Dalla principale leader dell’opposizione, però, arriva il solito silenzio. Non pare che EllySchlein abbia alcuna intenzione di accogliere l’invito a collaborare. Ha già avuto modo di dimostrarlo, dal tavolo sulle riforme alla posizione ondivaga sul sostegno all’Ucraina, come si è visto nel voto di giovedì quando il Pd si è spaccato a Bruxelles. Concetto espresso bene dal leader di Azione Carlo Calenda: «Che senso ha fare politica se quando il tuo avversario propone una cosa e tu, a prescindere, dici che è sbagliata anche se giusta, come ha fatto la sinistra sul taglio del cuneo fiscale? Se la sinistra e Schlein fa questo rimarrà sempre più marginale perché gli italiani vogliono che vengano risolti i problemi».

 

Ieri mattina Meloni ha partecipato insieme alle alte cariche dello Stato alla deposizione di una corona di alloro all’altare della Patria da parte del presidente della Repubblica Sergio Mattarella. Poi ha assistito alla parata delle Forze Armate ai Fori Imperiali. Al termine si è concessa qualche selfie con alcuni simpatizzanti e una breve chiacchierata con il presidente del Senato, Ignazio La Russa, seduti a un tavolo nell’area "hospitality" allestita dal ministero della Difesa. «È sempre una forte emozione partecipare alle celebrazioni del 2 giugno - ha scritto poi su Twitter- Commemoriamo oggi il 77esimo anniversario della nascita della nostra Repubblica, simbolo di unità nazionale e identità del popolo italiano. Con orgoglio onoriamo la nostra storia e i valori fondanti della Costituzione italiana. Rendiamo omaggio ai caduti che hanno sacrificato la loro vita per la difesa della patria e per i sacri principi di libertà, uguaglianza e democrazia e ringraziamo i militari delle forze armate che ogni giorno, con spirito di servizio e dedizione incrollabile, lavorano per la pace e la stabilità dell’Italia e del mondo. Grazie a tutti coloro che contribuiscono a rendere l’Italia la grandiosa Nazione che è». Così come ha fatto Mattarella, anche il presidente del Consiglio non poteva esimersi dal ricordare la guerra in Ucraina e il sostegno che il nostro Paese garantisce a Kiev: «Questa è un’altra festa in tempo di guerra. Il nostro dovere è lavorare per difendere la libertà, per difenderei valori che hanno fondato la civiltà europea, per difendere una Nazione sovrana e per cercare la pace.
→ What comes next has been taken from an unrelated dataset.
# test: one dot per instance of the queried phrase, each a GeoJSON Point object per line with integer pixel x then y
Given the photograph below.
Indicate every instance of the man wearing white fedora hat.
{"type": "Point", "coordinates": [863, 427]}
Una pace che non può non tenere in considerazione che c’è una nazione aggredita e c’è una Nazione che aggredisce, quindi niente si può costruire senza il consenso dell’Ucraina».

 

Sostegno ribadito anche ritwittando sul suo profilo il messaggio di auguri per la festa della Repubblica, scritto in italiano, dal presidente ucraino Volodymyr Zelensky, perché «niente che si chiami pace può essere scambiato con la parola invasione. C’è una nazione aggredita, e una che aggredisce. Tutti noi lavoriamo per la pace ma non si può non partire dal presupposto che quella pace non si può costruire senza il consenso di chi è stato aggredito».